Additionally, NAFTA allowed American businesses to develop better supply chains where they could draw from the best and most competitively priced products and raw materials from throughout North America. Businesses could trade them across borders without tariffs, lowering the overall costs of the end products. That process has helped many American products become even more competitively priced around the world.

The USMCA continues NAFTA’s benefits while also opening up new markets for American farmers to sell their goods. Specifically, U.S. agricultural producers will have better access to the Canadian market to sell products such as milk, cheese, wheat, chicken, eggs, and turkey.

Moreover, one of the most significant gains with the new USMCA agreement is the assurance that an ever-growing way of doing business — digital trade — will remain free. When NAFTA was created, e-commerce didn’t really exist and buying and selling freely over the Internet wasn’t an issue. USMCA prohibits our member governments from imposing protectionist regulations that could inhibit companies and individuals from trading online across borders.

The USMCA also includes new protections for patents, copyrights, and trademarks. This will benefit consumers by bringing more innovative products and services to market, as inventors and investors are able to create them without fear of them being stolen by others within the free-trade zone.

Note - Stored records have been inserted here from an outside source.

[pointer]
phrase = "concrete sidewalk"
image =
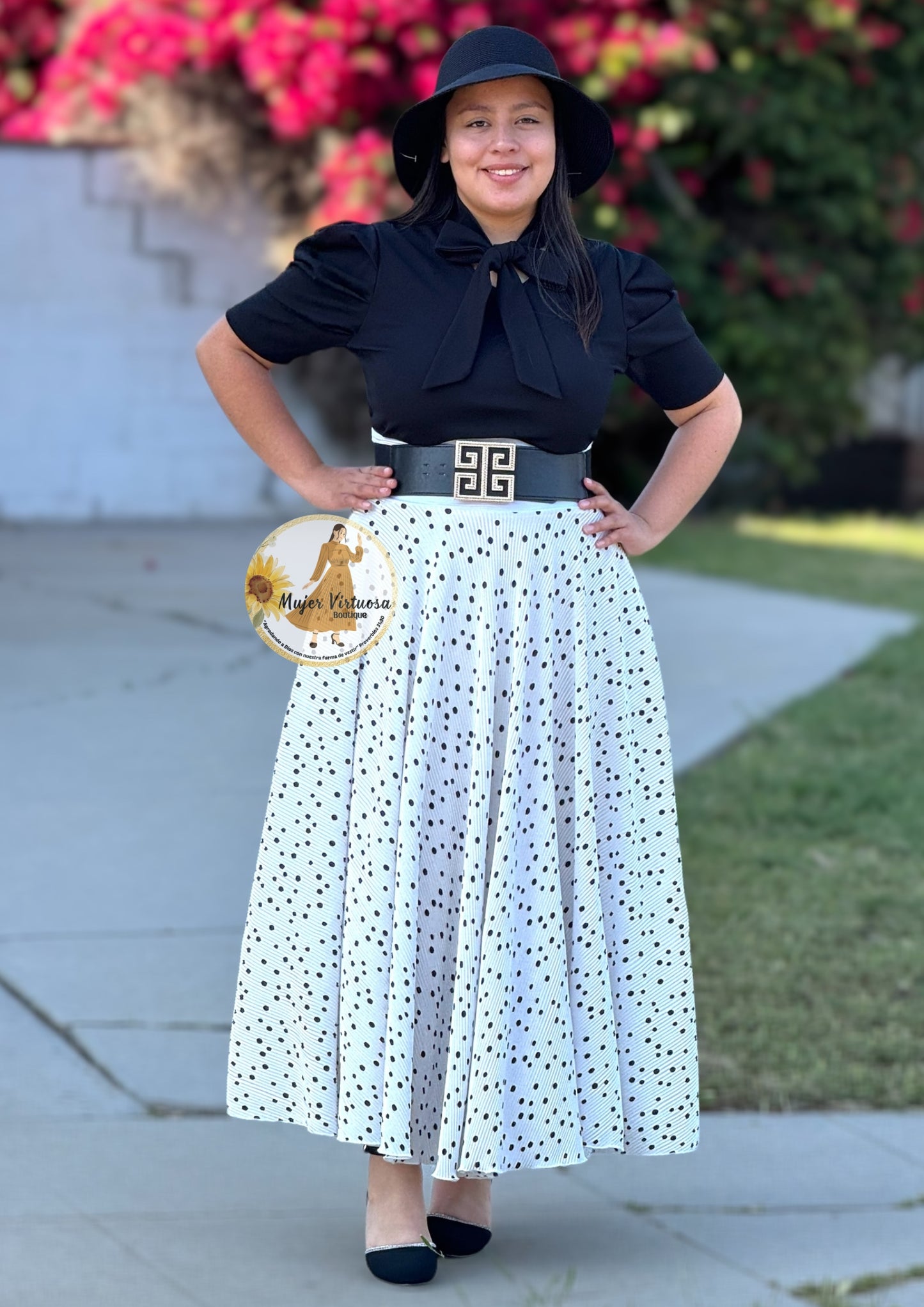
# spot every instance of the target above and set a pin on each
(141, 717)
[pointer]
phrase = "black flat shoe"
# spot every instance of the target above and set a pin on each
(457, 1238)
(403, 1263)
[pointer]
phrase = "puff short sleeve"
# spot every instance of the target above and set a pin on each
(319, 301)
(664, 356)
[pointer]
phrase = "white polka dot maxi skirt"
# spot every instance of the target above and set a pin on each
(467, 940)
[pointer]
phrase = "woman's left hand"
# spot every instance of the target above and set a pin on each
(618, 526)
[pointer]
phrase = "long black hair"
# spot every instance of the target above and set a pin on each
(556, 229)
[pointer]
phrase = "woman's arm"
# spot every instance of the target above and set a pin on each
(705, 434)
(240, 379)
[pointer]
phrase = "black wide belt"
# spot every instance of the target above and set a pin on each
(485, 471)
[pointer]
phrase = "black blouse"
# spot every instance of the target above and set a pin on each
(446, 354)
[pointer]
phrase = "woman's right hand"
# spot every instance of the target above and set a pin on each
(348, 488)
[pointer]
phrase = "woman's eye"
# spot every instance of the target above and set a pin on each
(522, 121)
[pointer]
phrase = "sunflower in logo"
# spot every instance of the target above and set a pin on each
(264, 586)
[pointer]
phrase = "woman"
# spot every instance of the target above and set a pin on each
(317, 612)
(467, 941)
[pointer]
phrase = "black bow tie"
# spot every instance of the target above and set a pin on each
(532, 363)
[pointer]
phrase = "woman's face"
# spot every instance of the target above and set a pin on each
(501, 125)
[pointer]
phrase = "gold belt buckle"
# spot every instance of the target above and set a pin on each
(484, 471)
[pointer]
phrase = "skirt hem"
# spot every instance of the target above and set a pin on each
(459, 1174)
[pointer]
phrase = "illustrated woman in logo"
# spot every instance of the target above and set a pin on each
(330, 606)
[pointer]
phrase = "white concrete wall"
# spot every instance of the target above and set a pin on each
(104, 294)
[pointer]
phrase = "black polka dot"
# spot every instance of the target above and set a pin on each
(467, 941)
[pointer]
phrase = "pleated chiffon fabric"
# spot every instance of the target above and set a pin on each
(467, 940)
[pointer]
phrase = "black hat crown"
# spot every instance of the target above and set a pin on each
(488, 54)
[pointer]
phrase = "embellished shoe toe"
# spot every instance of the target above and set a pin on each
(457, 1238)
(404, 1263)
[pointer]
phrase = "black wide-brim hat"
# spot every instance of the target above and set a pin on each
(488, 54)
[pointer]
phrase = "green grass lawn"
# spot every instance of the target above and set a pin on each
(804, 841)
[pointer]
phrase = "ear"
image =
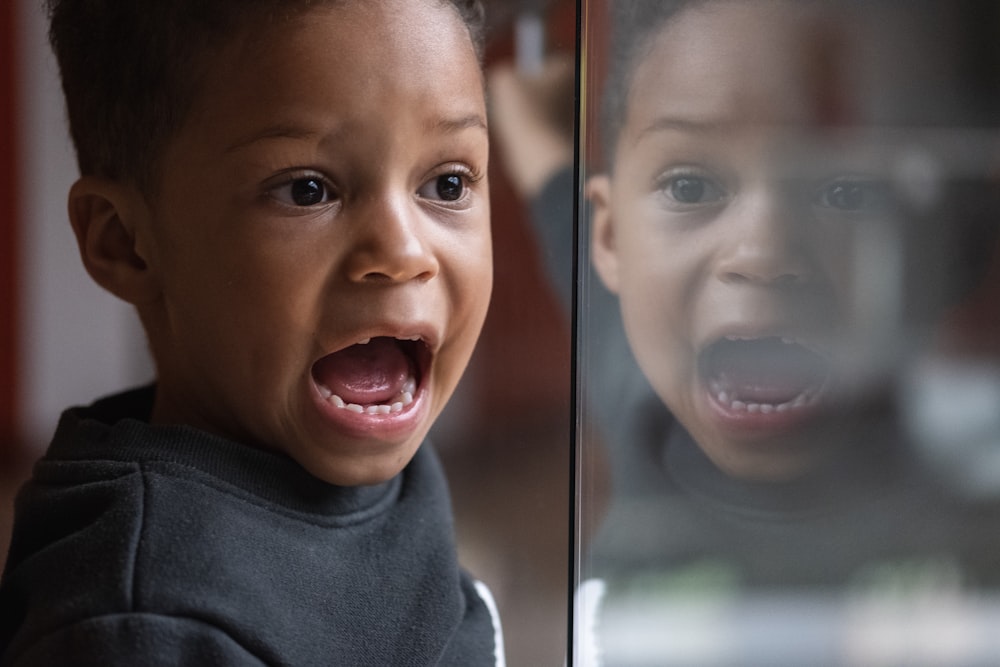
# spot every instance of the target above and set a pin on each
(110, 221)
(603, 251)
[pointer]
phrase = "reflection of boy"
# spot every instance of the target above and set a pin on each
(312, 269)
(741, 183)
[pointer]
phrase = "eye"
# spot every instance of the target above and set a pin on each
(449, 187)
(852, 195)
(690, 189)
(304, 191)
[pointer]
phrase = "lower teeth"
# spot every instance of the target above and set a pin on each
(724, 398)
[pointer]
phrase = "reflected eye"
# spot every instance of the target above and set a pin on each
(691, 189)
(306, 191)
(446, 187)
(851, 195)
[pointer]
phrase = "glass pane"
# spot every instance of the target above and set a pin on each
(788, 342)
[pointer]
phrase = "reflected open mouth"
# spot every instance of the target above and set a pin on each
(765, 375)
(376, 376)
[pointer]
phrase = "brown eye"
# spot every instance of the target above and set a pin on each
(303, 192)
(307, 192)
(691, 190)
(851, 195)
(449, 187)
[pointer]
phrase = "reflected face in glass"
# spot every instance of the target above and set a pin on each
(727, 227)
(324, 258)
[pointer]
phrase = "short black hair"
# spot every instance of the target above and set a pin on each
(131, 69)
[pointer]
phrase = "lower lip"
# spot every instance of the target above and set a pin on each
(361, 425)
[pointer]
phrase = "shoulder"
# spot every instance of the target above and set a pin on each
(125, 639)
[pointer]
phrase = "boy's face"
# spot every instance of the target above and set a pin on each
(321, 237)
(728, 228)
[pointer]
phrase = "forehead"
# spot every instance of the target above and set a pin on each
(340, 63)
(781, 62)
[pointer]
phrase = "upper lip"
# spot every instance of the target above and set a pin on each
(401, 331)
(787, 331)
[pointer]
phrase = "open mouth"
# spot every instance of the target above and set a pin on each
(765, 375)
(376, 376)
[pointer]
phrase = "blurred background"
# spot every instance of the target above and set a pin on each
(505, 440)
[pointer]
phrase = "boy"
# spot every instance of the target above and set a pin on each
(294, 197)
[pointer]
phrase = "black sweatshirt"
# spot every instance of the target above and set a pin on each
(164, 545)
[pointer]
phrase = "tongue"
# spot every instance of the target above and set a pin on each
(766, 371)
(365, 374)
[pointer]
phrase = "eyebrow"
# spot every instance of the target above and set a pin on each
(279, 131)
(448, 125)
(289, 131)
(677, 124)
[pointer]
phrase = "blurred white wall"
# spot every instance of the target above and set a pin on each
(78, 342)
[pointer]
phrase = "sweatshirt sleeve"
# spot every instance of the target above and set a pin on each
(125, 640)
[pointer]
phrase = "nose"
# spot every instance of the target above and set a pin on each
(766, 245)
(389, 243)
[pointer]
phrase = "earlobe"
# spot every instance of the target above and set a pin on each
(109, 220)
(603, 251)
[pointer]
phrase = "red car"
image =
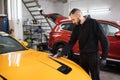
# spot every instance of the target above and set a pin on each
(61, 33)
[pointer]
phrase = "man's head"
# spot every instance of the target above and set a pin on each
(76, 15)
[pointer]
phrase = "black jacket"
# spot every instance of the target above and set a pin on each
(89, 34)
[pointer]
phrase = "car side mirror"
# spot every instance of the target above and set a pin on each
(117, 34)
(24, 43)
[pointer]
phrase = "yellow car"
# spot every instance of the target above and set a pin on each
(20, 63)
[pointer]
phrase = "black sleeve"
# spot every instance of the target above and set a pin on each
(103, 40)
(73, 38)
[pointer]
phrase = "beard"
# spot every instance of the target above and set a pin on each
(78, 22)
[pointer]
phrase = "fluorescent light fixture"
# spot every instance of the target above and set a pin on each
(104, 10)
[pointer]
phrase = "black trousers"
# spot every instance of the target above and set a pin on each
(90, 63)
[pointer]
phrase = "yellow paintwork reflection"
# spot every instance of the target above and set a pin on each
(35, 65)
(14, 59)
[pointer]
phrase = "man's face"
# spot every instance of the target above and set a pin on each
(75, 18)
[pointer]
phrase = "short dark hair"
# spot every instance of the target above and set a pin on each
(74, 10)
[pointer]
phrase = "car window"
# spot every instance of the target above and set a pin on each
(109, 29)
(8, 44)
(67, 26)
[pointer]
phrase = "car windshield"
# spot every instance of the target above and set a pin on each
(8, 44)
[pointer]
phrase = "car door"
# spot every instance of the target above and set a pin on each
(110, 31)
(66, 34)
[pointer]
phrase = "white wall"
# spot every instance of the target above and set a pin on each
(95, 4)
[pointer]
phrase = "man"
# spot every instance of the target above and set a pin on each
(88, 32)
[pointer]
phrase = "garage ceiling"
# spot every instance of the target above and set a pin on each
(64, 1)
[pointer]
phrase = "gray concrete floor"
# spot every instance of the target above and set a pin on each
(110, 73)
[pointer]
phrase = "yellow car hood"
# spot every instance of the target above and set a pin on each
(35, 65)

Finally, moving forward with the USMCA should allow many businesses to get back on track with expansions of their facilities and the hiring of new workers — plans that had been put on hold because of the uncertainty involved in waiting for the details of a new trade agreement. Knowing the rules helps to alleviate the uncertainty that businesses have felt.

As to the ugly-sweater part of this agreement, compromises were made to get it through Congress. The USMCA contains some provisions that actually create barriers to trade rather than free it up — making goods and services more expensive or stifling trade altogether. While certain environmental standards and labor standards, like imposing minimum wages and standards for working conditions in Mexico, may seem well-intentioned, they create an anathema to free trade — more government interference — and also weaken Mexico’s sovereign ability to determine its own laws.

Another provision increases the “rules of origin” requirements for automakers that could actually increase prices on automobiles. USMCA would require that 75 percent of auto content be made in North America. If automakers couldn't get or didn't use parts that met that threshold, they would be required to pay a tariff on them.

While this provision is meant to drive more automotive production into North America, it could actually have the unintended consequence of increasing costs and making auto manufacturing less competitive in the global marketplace, leading to lower sales.

Because of these provisions, USMCA should not be considered a model for future agreements. Free-trade agreements should focus narrowly on facilitating free trade. However, these compromises reflect the realities of our divided government and they don’t outweigh the fact that the overall agreement remains a solid win for the American people.

The bottom line: If passed, the USMCA means freer trade, and freer trade means billions of dollars in new economic activity, new jobs, higher wages, and lower prices for the American people and for our North American neighbors. That’s a win-win-win everyone can get behind.

Kay Coles James is president of The Heritage Foundation (heritage.org).